Fears for 'Life on Mars' lander

Schiaparelli will search for signs of past and present life on Mars and represents only the second European attempt to land a craft on the red planet. Photo: Reuters
An illustration released by the European Space Agency showing the Schiaparelli lander. It will search for signs of past and present life on Mars. Photo: ESA/Reuters

A European space lander reached Mars on Wednesday in what scientists hope will mark a major milestone in exploration of the red planet, but whether it touched down on the surface safely was far from certain.

Older European and US spacecraft already in orbit relayed data of the lander's six-minute descent. Then transmission stopped, leaving questions over what state the disc-shaped 577kg Schiaparelli probe was in.

"It is clear that these are not good signs," said Paolo Ferri, the European Space Agency's (ESA) head of mission operations.

However, the primary part of the mission, bringing the lander's mothership into orbit around Mars to search for signs of life, was a success, the agency said.

"To fly to Mars is a very big challenge. To fly and be in safe orbit is a very big challenge," ESA director general Jan Woerner said at ESA's Space Operations Centre in Darmstadt, Germany.

Schiaparelli, which is testing technologies for a rover due to follow in 2020, represents only the second European attempt to land a craft on the red planet. Britain's Beagle 2 was ejected from the Mars Express spacecraft in 2003 but never made contact after failing to deploy its solar panels on landing.

At the time it was dubbed "a heroic failure".

ESA said more information about Schiaparelli should be available on Thursday, when scientists have had a chance to analyse data from the orbiting craft.

"Cross your fingers, we still have hope," Woerner said.

Landing on Mars, currently some 56 million kilometres away from its nearest planetary neighbour Earth, is a notoriously difficult task that has thwarted most efforts by Russia and given US space agency NASA trouble as well.

The planet's hostile environment has not detracted from its allure, with US President Barack Obama recently highlighting his pledge to send people to the surface by the 2030s.

"With this mission we're laying the foundation for going there," astronaut Alexander Gerst, who is set to become the first German commander of the International Space Station in 2018, told Reuters TV.

Elon Musk's SpaceX is developing a massive rocket and capsule to transport large numbers of people and cargo to Mars with the ultimate goal of colonising the planet, and the U.S. entrepreneur has said he would like to launch the first crew as early as 2024.

LIFE ON MARS

The primary goal of ExoMars is to find out whether life has ever existed on Mars.

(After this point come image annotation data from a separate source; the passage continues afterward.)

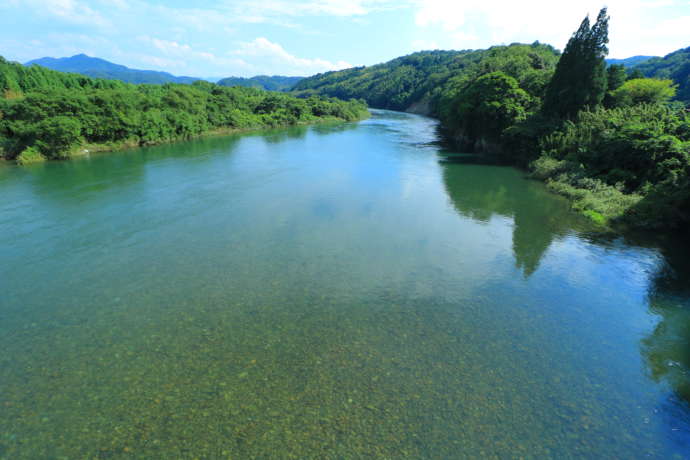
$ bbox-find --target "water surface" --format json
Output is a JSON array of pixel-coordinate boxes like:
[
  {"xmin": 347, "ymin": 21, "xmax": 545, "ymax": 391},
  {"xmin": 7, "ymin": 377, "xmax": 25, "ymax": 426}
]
[{"xmin": 0, "ymin": 111, "xmax": 690, "ymax": 459}]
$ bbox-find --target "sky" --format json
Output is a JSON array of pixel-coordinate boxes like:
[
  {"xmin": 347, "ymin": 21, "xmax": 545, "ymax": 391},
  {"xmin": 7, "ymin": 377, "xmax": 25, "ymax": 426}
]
[{"xmin": 0, "ymin": 0, "xmax": 690, "ymax": 78}]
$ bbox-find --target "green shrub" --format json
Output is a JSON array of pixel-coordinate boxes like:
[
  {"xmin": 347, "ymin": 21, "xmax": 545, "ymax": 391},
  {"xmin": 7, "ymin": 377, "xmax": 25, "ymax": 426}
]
[{"xmin": 15, "ymin": 147, "xmax": 46, "ymax": 165}]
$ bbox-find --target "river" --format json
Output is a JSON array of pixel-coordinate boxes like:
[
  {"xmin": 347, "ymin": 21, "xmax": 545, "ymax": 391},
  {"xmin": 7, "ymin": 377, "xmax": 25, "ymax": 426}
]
[{"xmin": 0, "ymin": 111, "xmax": 690, "ymax": 460}]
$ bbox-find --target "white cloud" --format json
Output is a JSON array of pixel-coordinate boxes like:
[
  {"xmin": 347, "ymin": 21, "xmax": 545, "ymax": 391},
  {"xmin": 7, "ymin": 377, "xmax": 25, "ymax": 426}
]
[
  {"xmin": 231, "ymin": 37, "xmax": 352, "ymax": 75},
  {"xmin": 413, "ymin": 0, "xmax": 690, "ymax": 56},
  {"xmin": 22, "ymin": 0, "xmax": 110, "ymax": 27}
]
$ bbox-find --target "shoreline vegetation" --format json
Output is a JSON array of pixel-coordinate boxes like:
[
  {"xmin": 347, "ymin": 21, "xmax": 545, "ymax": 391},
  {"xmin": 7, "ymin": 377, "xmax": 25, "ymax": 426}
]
[
  {"xmin": 0, "ymin": 57, "xmax": 369, "ymax": 165},
  {"xmin": 8, "ymin": 112, "xmax": 360, "ymax": 166},
  {"xmin": 293, "ymin": 8, "xmax": 690, "ymax": 234}
]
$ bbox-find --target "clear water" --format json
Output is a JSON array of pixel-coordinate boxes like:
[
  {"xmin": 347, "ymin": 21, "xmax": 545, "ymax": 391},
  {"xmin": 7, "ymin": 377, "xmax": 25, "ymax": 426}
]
[{"xmin": 0, "ymin": 112, "xmax": 690, "ymax": 460}]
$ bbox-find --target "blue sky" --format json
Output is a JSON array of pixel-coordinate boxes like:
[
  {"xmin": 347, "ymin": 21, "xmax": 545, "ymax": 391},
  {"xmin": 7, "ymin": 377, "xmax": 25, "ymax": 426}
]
[{"xmin": 0, "ymin": 0, "xmax": 690, "ymax": 77}]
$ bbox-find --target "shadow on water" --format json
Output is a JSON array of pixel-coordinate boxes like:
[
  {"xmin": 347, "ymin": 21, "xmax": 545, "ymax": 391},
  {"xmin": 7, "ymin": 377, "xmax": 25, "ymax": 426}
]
[
  {"xmin": 633, "ymin": 235, "xmax": 690, "ymax": 418},
  {"xmin": 441, "ymin": 155, "xmax": 586, "ymax": 276}
]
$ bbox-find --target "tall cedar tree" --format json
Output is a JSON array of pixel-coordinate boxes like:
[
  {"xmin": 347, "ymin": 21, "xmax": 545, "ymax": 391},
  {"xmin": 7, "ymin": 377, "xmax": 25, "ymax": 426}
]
[{"xmin": 544, "ymin": 8, "xmax": 609, "ymax": 118}]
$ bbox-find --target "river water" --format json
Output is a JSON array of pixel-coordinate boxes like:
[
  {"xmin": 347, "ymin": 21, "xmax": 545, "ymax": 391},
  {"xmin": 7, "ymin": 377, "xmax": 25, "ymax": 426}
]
[{"xmin": 0, "ymin": 111, "xmax": 690, "ymax": 460}]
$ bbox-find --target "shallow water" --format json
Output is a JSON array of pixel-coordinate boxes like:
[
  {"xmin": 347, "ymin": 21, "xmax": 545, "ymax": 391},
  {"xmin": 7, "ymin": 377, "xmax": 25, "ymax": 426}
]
[{"xmin": 0, "ymin": 111, "xmax": 690, "ymax": 459}]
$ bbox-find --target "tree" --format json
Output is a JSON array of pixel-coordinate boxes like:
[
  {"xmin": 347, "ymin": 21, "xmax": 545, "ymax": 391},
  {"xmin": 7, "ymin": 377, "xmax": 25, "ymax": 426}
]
[
  {"xmin": 611, "ymin": 78, "xmax": 676, "ymax": 107},
  {"xmin": 544, "ymin": 8, "xmax": 609, "ymax": 118},
  {"xmin": 36, "ymin": 116, "xmax": 81, "ymax": 158},
  {"xmin": 448, "ymin": 72, "xmax": 531, "ymax": 142}
]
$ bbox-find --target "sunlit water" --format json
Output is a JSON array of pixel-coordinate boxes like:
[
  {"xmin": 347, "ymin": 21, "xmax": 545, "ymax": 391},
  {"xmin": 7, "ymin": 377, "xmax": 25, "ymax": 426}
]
[{"xmin": 0, "ymin": 112, "xmax": 690, "ymax": 460}]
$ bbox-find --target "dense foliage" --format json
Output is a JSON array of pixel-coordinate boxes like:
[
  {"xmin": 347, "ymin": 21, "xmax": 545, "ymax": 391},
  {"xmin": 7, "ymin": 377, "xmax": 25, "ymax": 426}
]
[
  {"xmin": 0, "ymin": 56, "xmax": 366, "ymax": 163},
  {"xmin": 294, "ymin": 43, "xmax": 558, "ymax": 115},
  {"xmin": 544, "ymin": 8, "xmax": 609, "ymax": 118},
  {"xmin": 295, "ymin": 9, "xmax": 690, "ymax": 228},
  {"xmin": 218, "ymin": 75, "xmax": 304, "ymax": 91},
  {"xmin": 26, "ymin": 54, "xmax": 199, "ymax": 85},
  {"xmin": 532, "ymin": 104, "xmax": 690, "ymax": 227},
  {"xmin": 634, "ymin": 48, "xmax": 690, "ymax": 105}
]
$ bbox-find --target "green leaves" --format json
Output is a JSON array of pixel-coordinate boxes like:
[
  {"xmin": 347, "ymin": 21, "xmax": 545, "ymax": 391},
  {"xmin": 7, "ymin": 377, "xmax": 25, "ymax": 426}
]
[
  {"xmin": 544, "ymin": 8, "xmax": 609, "ymax": 118},
  {"xmin": 611, "ymin": 78, "xmax": 677, "ymax": 107}
]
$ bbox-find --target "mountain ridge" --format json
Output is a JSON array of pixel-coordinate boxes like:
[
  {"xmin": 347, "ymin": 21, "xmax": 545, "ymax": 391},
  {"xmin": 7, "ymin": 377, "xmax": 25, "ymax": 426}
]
[{"xmin": 24, "ymin": 53, "xmax": 201, "ymax": 84}]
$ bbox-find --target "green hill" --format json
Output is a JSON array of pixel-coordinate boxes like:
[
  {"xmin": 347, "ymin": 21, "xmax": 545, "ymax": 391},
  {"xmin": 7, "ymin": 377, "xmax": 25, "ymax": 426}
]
[
  {"xmin": 293, "ymin": 42, "xmax": 558, "ymax": 114},
  {"xmin": 606, "ymin": 56, "xmax": 656, "ymax": 67},
  {"xmin": 635, "ymin": 47, "xmax": 690, "ymax": 104},
  {"xmin": 0, "ymin": 57, "xmax": 367, "ymax": 164},
  {"xmin": 25, "ymin": 54, "xmax": 199, "ymax": 84}
]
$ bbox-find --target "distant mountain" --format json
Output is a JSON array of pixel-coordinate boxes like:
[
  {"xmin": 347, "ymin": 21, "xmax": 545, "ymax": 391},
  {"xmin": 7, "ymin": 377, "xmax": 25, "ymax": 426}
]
[
  {"xmin": 635, "ymin": 47, "xmax": 690, "ymax": 103},
  {"xmin": 217, "ymin": 75, "xmax": 304, "ymax": 91},
  {"xmin": 292, "ymin": 42, "xmax": 559, "ymax": 116},
  {"xmin": 606, "ymin": 56, "xmax": 657, "ymax": 67},
  {"xmin": 24, "ymin": 54, "xmax": 200, "ymax": 84}
]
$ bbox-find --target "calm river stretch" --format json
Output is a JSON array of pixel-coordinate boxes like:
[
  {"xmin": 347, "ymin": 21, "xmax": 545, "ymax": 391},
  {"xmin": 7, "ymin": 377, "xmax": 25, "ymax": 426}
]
[{"xmin": 0, "ymin": 111, "xmax": 690, "ymax": 460}]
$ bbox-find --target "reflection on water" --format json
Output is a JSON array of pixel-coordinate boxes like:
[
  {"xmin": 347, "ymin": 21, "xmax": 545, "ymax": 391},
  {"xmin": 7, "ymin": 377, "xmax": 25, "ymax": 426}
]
[
  {"xmin": 443, "ymin": 157, "xmax": 585, "ymax": 276},
  {"xmin": 0, "ymin": 112, "xmax": 690, "ymax": 460}
]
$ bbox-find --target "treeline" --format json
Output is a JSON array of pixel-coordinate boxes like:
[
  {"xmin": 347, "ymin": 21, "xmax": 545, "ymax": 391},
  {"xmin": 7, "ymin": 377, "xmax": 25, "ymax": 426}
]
[
  {"xmin": 293, "ymin": 42, "xmax": 559, "ymax": 115},
  {"xmin": 448, "ymin": 9, "xmax": 690, "ymax": 228},
  {"xmin": 295, "ymin": 9, "xmax": 690, "ymax": 234},
  {"xmin": 0, "ymin": 58, "xmax": 367, "ymax": 163},
  {"xmin": 633, "ymin": 47, "xmax": 690, "ymax": 104}
]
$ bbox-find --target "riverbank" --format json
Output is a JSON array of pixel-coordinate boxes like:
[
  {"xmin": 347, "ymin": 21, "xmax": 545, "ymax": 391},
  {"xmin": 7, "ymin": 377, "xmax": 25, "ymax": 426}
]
[{"xmin": 8, "ymin": 111, "xmax": 371, "ymax": 166}]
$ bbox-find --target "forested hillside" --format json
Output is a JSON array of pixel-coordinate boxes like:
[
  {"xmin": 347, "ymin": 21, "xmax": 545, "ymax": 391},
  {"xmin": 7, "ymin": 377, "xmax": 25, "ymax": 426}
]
[
  {"xmin": 26, "ymin": 54, "xmax": 199, "ymax": 84},
  {"xmin": 635, "ymin": 47, "xmax": 690, "ymax": 104},
  {"xmin": 295, "ymin": 9, "xmax": 690, "ymax": 228},
  {"xmin": 0, "ymin": 58, "xmax": 367, "ymax": 163},
  {"xmin": 606, "ymin": 56, "xmax": 657, "ymax": 68},
  {"xmin": 293, "ymin": 43, "xmax": 558, "ymax": 114},
  {"xmin": 218, "ymin": 75, "xmax": 304, "ymax": 91}
]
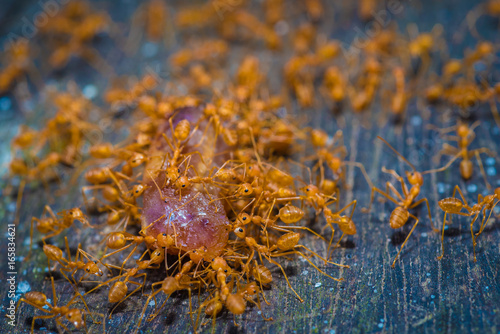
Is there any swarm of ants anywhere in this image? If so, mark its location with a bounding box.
[0,0,500,331]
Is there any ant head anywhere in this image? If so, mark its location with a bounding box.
[84,261,102,276]
[212,256,228,271]
[406,171,424,186]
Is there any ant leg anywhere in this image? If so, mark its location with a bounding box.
[420,151,462,175]
[437,211,451,260]
[344,161,373,189]
[385,178,406,202]
[391,213,418,268]
[476,200,500,236]
[31,314,54,333]
[490,98,500,128]
[109,273,147,319]
[408,197,439,232]
[470,212,484,262]
[474,149,491,190]
[452,184,469,208]
[26,217,40,260]
[55,315,71,333]
[14,178,26,226]
[294,245,350,268]
[266,253,304,303]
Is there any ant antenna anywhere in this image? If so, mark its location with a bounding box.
[377,136,417,172]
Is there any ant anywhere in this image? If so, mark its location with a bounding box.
[438,185,500,262]
[16,277,106,333]
[363,136,439,268]
[430,121,495,189]
[28,205,90,256]
[43,237,106,285]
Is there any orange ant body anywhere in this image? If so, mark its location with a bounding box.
[30,205,90,253]
[430,121,495,189]
[367,136,436,268]
[16,277,106,333]
[438,185,500,262]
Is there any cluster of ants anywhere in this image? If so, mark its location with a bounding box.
[0,0,500,331]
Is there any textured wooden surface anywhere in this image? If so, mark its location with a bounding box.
[0,1,500,333]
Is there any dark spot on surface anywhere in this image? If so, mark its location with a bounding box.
[391,231,409,246]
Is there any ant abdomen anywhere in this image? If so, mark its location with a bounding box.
[438,197,464,213]
[389,206,410,229]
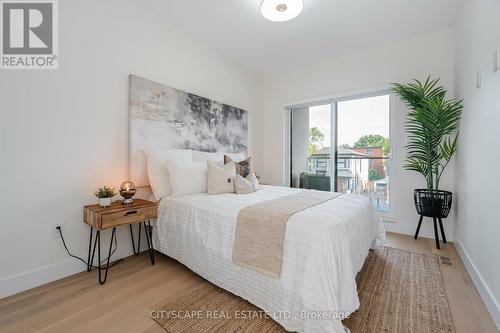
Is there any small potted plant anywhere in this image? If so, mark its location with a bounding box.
[94,186,116,207]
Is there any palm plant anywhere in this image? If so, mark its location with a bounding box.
[392,77,463,191]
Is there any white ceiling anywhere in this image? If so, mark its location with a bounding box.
[141,0,460,74]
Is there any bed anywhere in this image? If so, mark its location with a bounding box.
[129,75,379,332]
[153,186,380,332]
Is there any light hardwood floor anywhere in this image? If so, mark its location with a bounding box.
[0,233,498,333]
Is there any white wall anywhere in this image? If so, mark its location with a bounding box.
[455,0,500,329]
[0,0,256,298]
[256,31,454,240]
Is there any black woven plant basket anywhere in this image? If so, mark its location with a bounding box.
[413,189,453,218]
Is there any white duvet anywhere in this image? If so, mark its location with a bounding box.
[153,186,379,332]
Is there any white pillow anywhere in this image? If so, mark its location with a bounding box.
[245,172,260,190]
[222,151,247,162]
[207,161,236,194]
[234,174,257,194]
[193,150,224,165]
[145,149,193,201]
[166,161,207,197]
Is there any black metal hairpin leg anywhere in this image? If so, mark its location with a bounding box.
[413,215,424,239]
[87,227,95,272]
[432,217,441,250]
[143,220,155,265]
[128,222,143,255]
[96,228,116,284]
[438,217,446,244]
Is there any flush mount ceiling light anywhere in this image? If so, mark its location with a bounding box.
[260,0,304,22]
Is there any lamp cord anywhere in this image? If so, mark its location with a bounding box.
[56,226,123,268]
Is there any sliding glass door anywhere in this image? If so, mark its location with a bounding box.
[290,104,333,191]
[290,94,391,212]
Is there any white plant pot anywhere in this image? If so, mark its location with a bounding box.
[99,198,111,207]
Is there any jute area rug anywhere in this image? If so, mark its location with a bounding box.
[152,247,454,333]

The spacecraft on which the Schiaparelli lander travelled to Mars, Trace Gas Orbiter (TGO), carries an atmospheric probe to study trace gases such as methane around the planet.

Scientists believe that methane, a chemical that on Earth is strongly tied to life, could stem from micro-organisms that either became extinct millions of years ago and left gas frozen below the planet's surface, or that some methane-producing organisms still survive.

"If there is life in our solar system beyond Earth, then Mars is the most interesting planet," ESA's Woerner said.

The second part of the ExoMars mission, delayed to 2020 from 2018, will deliver a European rover to the surface of Mars. It will be the first with the ability to both move across the planet's surface and drill into the ground to collect and analyse samples.

The ExoMars 2016 mission is led by the European Space Agency (ESA), with Russia's Roscosmos supplying the launcher and two of the four scientific instruments on the trace gas orbiter. The prime contractor is Thales Alenia Space, a joint venture between Thales and Finmeccanica.

The cost of the ExoMars mission to ESA, including the second part due in 2020, is expected to be about €1.3 billion ($NZ1.8 billion). Russia's contribution comes on top of that.